3D Printing – Innovation at its best, but…
Today’s controversy about 3D printed guns has brought the technology further into everyday life. Plastic guns have been around for decades. You can machine pieces of solid plastic into various parts, and then assemble them into a gun capable of firing. They were made illegal many years ago. The Undetectable Firearms Act of 1988 makes it illegal to manufacture, import, sell, ship, deliver, possess, transfer, or receive any firearm that is not as detectable by walk-through metal detection as a security exemplar containing 3.7 oz. (105 g) of steel, or any firearm with major components that do not generate an accurate image before standard airport imaging technology.

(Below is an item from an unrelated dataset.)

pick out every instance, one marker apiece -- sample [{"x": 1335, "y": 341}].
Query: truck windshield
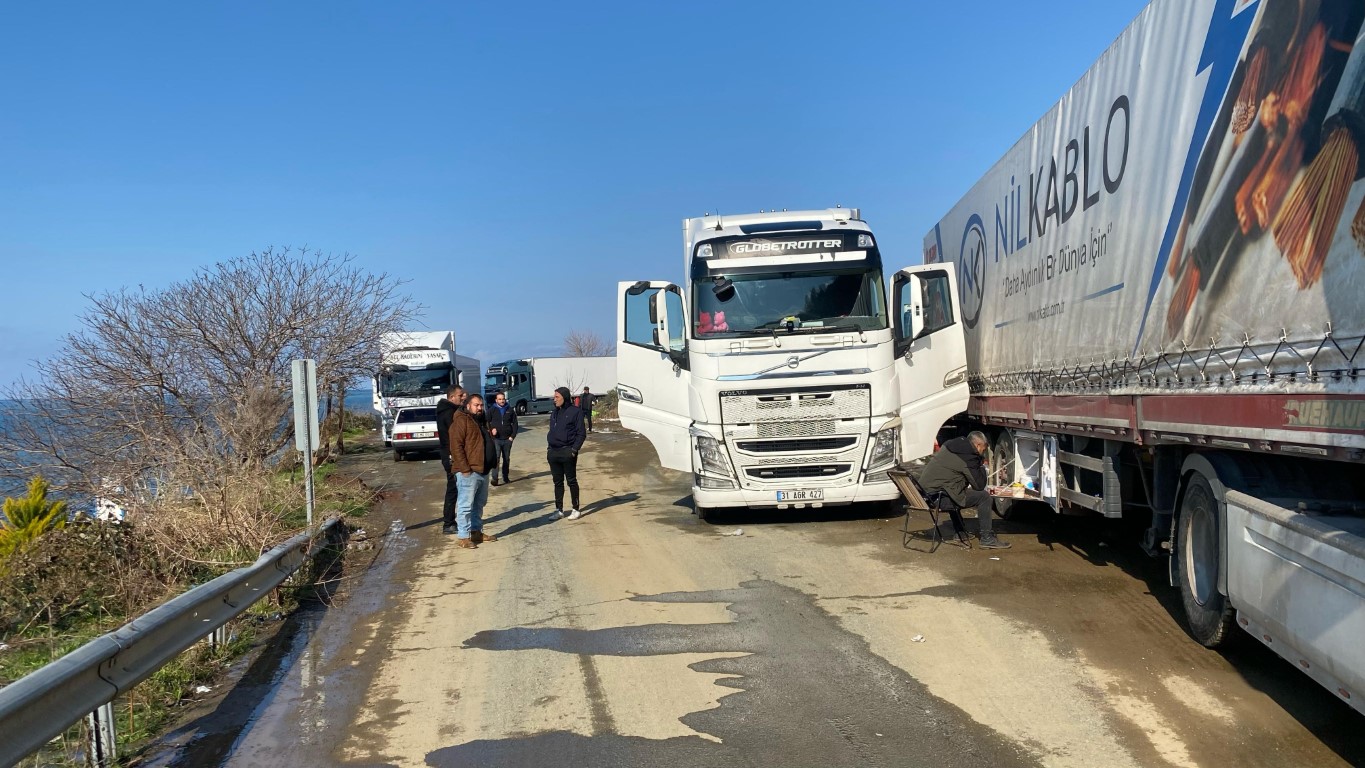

The fact is you wouldn’t print “a gun”. You would print individual pieces that can assemble into a gun. The idea of printing gun pieces isn’t a new thought. Up until lately, the biggest failing of 3D printed parts in general is that while they look and feel like the part you designed, if your end use has any kind of structural, temperature or chemical demands on it, the 3D printed parts may not be suitable for any kind of physical testing. So after designing and printing your 3D part, you may still need to create actual physical prototypes of the part in its final form, whether machined, injection or compression molded, to physically test it.

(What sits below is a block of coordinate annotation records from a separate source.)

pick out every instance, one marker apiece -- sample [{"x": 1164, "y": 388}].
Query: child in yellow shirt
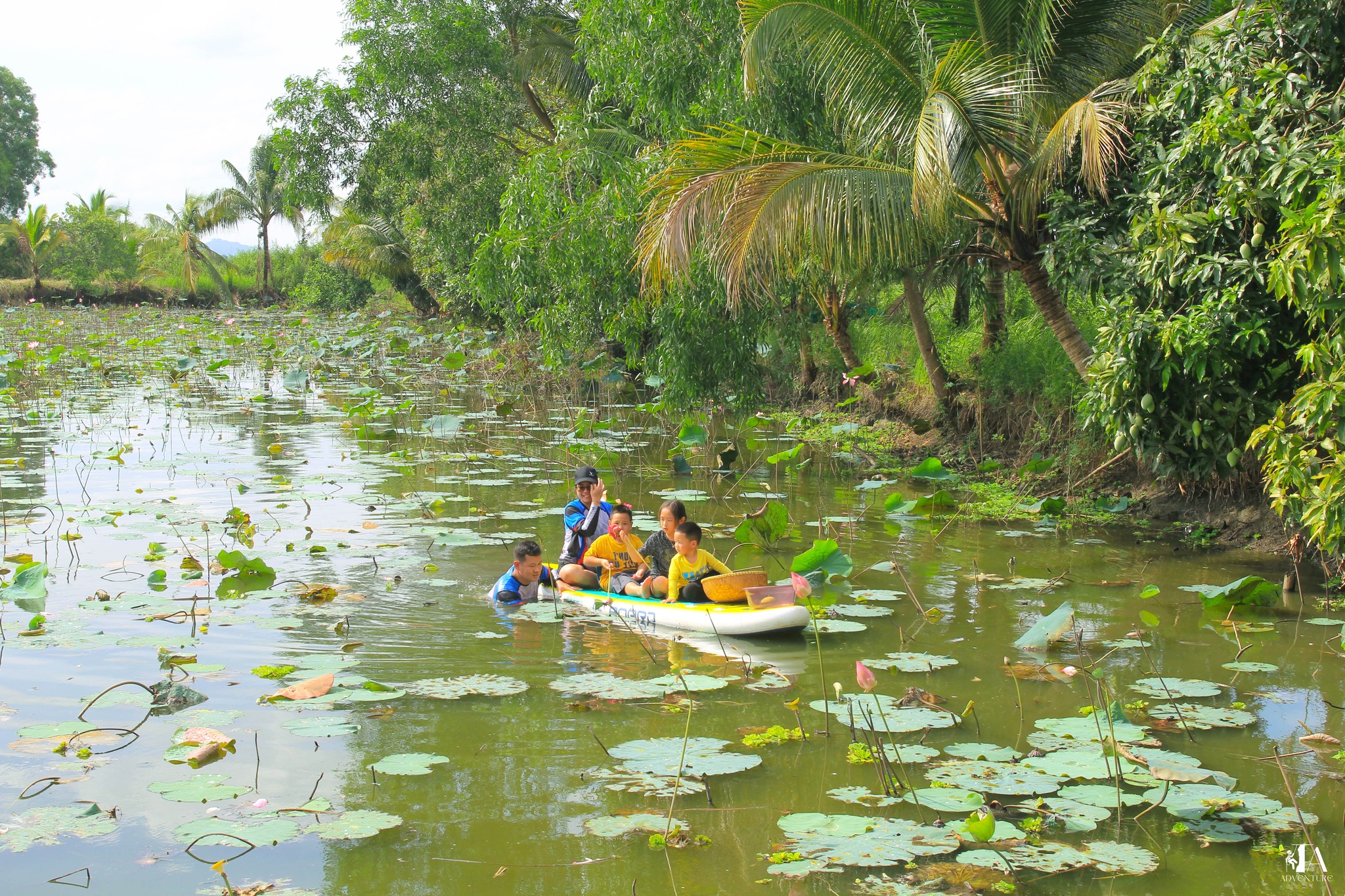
[
  {"x": 690, "y": 566},
  {"x": 617, "y": 555}
]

So go ahead and print your gun pieces, the first problem has been that the resins available to 3D print your gun not hold up to the violent pressures experienced when a bullet goes off in the chamber.

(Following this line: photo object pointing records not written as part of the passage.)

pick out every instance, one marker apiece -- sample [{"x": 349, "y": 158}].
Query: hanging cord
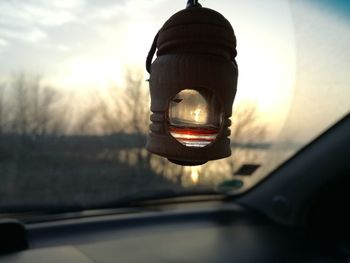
[
  {"x": 193, "y": 3},
  {"x": 152, "y": 51}
]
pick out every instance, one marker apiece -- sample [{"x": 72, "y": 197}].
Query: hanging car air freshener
[{"x": 193, "y": 83}]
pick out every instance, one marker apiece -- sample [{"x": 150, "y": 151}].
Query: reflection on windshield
[{"x": 73, "y": 132}]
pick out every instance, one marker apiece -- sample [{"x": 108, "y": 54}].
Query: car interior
[{"x": 289, "y": 206}]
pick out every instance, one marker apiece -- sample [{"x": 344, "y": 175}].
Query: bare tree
[{"x": 32, "y": 108}]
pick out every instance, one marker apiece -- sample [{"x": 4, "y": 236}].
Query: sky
[{"x": 84, "y": 45}]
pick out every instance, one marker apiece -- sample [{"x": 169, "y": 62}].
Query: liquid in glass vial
[{"x": 194, "y": 117}]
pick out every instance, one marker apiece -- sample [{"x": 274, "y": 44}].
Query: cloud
[{"x": 3, "y": 42}]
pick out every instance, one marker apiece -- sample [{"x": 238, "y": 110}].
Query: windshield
[{"x": 74, "y": 100}]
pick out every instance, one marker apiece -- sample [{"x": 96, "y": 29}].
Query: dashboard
[{"x": 210, "y": 231}]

The second problem lies in the 3D process itself. The primary difference between machined plastic gun parts and 3D printed gun parts is that the plastic resin in the machined version is solid. The plastic resin in the 3D printed is layered. The primary methodology of 3D printing is a machine laying layer after layer of resin, like building a sandwich. In 3D printing there is very minimal binding or bonding of the individual layers together. So compared to the solid block of plastic, the 3D printed part is much less durable.
Yes, 3D printing is evolving, very quickly I might add. There are new resins developed constantly that provide higher level capabilities. Today though, the most common 3D printers are still a layering process and there will be inherent frailties.
You want to 3D print gun pieces, assemble them and try shooting it? First, it is illegal, secondly, let me know before you pull the trigger, I don’t want to be around.